Latest update November 22nd, 2024 1:00 AM
Oct 08, 2012 Editorial
As we reported last week, the Ministry of Education is going to launch another initiative to improve literacy in our public schools. Minister Priya Manickchand wants “to pull together all our local experts in literacy from across whatever divides we imagine we have; be it political, geographical or gender – all of our experts, wherever they are, we will bring them together to sit down, formulate and brainstorm what would be the best way forward in pushing the literacy agenda.”
This is a welcome initiative. We used to read more newspapers: both in relative and absolute terms. In the sixties there were at least twice the number of different newspapers published daily – and they all had their loyal readership. Then there were the institutions that encouraged broader reading. There were formal ones like the libraries that were established in the Community Centres of every sugar estate.

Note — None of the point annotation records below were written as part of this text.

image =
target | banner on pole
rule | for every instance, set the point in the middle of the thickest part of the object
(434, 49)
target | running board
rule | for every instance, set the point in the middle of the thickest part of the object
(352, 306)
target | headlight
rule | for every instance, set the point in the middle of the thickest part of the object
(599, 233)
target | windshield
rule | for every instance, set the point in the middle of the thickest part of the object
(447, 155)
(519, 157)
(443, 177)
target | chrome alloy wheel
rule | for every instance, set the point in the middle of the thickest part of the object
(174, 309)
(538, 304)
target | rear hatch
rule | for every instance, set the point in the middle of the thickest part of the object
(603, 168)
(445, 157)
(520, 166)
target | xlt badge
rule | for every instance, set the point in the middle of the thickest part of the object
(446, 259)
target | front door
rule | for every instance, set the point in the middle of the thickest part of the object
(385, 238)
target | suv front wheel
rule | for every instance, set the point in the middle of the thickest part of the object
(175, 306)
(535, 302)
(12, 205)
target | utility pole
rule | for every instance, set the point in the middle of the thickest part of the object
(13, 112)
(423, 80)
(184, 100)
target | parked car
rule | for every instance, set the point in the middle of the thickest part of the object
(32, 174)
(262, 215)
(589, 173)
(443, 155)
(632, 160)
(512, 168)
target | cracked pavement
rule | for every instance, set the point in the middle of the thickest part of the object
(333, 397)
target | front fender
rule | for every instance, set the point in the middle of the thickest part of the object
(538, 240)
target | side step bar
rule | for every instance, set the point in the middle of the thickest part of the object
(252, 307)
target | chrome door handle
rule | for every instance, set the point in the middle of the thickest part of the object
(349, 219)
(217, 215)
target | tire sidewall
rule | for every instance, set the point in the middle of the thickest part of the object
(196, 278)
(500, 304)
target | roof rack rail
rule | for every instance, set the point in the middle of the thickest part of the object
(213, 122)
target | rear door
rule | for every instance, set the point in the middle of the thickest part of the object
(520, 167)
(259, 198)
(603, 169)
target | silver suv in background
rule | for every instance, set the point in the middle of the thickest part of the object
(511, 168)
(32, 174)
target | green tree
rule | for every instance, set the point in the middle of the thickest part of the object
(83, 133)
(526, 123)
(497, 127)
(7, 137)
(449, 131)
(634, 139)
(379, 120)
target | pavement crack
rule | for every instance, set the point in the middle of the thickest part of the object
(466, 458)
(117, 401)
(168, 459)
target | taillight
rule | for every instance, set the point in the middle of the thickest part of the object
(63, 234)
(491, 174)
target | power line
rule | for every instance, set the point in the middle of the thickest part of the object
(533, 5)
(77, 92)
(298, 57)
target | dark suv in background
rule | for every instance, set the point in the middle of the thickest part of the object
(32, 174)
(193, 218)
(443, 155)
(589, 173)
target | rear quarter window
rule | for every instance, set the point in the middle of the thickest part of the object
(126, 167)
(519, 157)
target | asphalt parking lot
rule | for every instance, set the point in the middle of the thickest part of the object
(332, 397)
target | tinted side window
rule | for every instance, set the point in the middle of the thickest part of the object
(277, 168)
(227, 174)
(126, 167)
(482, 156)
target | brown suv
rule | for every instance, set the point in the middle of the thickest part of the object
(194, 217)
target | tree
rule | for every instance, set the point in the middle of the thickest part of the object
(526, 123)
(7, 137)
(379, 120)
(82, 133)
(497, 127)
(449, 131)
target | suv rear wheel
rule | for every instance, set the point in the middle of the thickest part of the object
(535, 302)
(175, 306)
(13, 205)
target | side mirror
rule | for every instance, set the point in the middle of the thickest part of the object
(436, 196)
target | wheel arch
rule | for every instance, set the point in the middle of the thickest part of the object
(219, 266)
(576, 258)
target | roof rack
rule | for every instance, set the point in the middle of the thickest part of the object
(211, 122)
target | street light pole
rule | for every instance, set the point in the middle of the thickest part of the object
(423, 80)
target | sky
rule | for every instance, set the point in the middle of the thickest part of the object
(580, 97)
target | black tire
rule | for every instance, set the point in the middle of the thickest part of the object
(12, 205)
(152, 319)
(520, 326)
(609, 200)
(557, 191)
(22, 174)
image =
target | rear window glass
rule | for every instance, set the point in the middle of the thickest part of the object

What did it mean for us as a nation? We were certainly better informed at a minimum and the general level of “street corner” discussions were just as certainly wider ranging. Wide reading helped earn us the sobriquet “most politically developed” in the region.
Our educational achievements made us the envy of the Caribbean; our scholars, doctors, lawyers and other professionals adorned its institutions. They gave us a positive stereotype and made us welcome everywhere.
The retort to the above may be that books and reading are in decline all over the world and yet other countries continue to flourish. While the part about books and reading may be true, it is not reflective of the total picture and as a result can give us a distorted view of the reality.
Firstly, in the developed world, where there has been a decline in reading of books, the development has not been accepted complacently. There has been a vigorous debate about the phenomenon and in each of those countries programs have been introduced both at their national and local levels to reverse the trend.
Secondly, books and reading were a methodology for the transmission of knowledge, which played a pivotal role in moving Europe out of their “dark ages” and into a position of dominance based on the effective deployment of that knowledge.
Today the developed countries are exploring newer and more efficient ways of transmitting knowledge to supplement books. Thus, while books may be in decline in those societies, reading may actually be increasing due to the ubiquity of the internet and the vast amount of written information in its archives.
Today, each individual with a modem has at his or her disposal, a library incomparably vaster than the fabled one at Alexander of Yore. There is even a movement to actually introduce a number of courses in several colleges that require no books – just information to be downloaded from hyperspace.
What does all of this mean for us as a nation today? In a globalised world that is developing exponentially based on the increased speed of the transmission of data, it would seem obvious that our citizens must become au fait with the information flow if we are to not remain permanently mired in the backwaters. This means returning to the basics – which always began with “reading”.
We can do worse than follow the lead of the developed world and attempt to increase the reading component of our schools’ curriculum. “Reading” was the first of the “3R’s” that formed the foundation of our once high-flying educational system.
There have been concerns raised about the effect of copyright laws on making books prohibitively expensive. Today, a dedicated band of computer experts are dedicated to making knowledge freely available. Books can be legally downloaded for free. The OLPF will also assist in making the ‘world library’ available to children.
But the key to the success of any literacy programme will be the involvement of parents who will have to encourage reading at home, through their own example. At a minimum every home should have at least one daily newspaper read by the parents – and available to the child.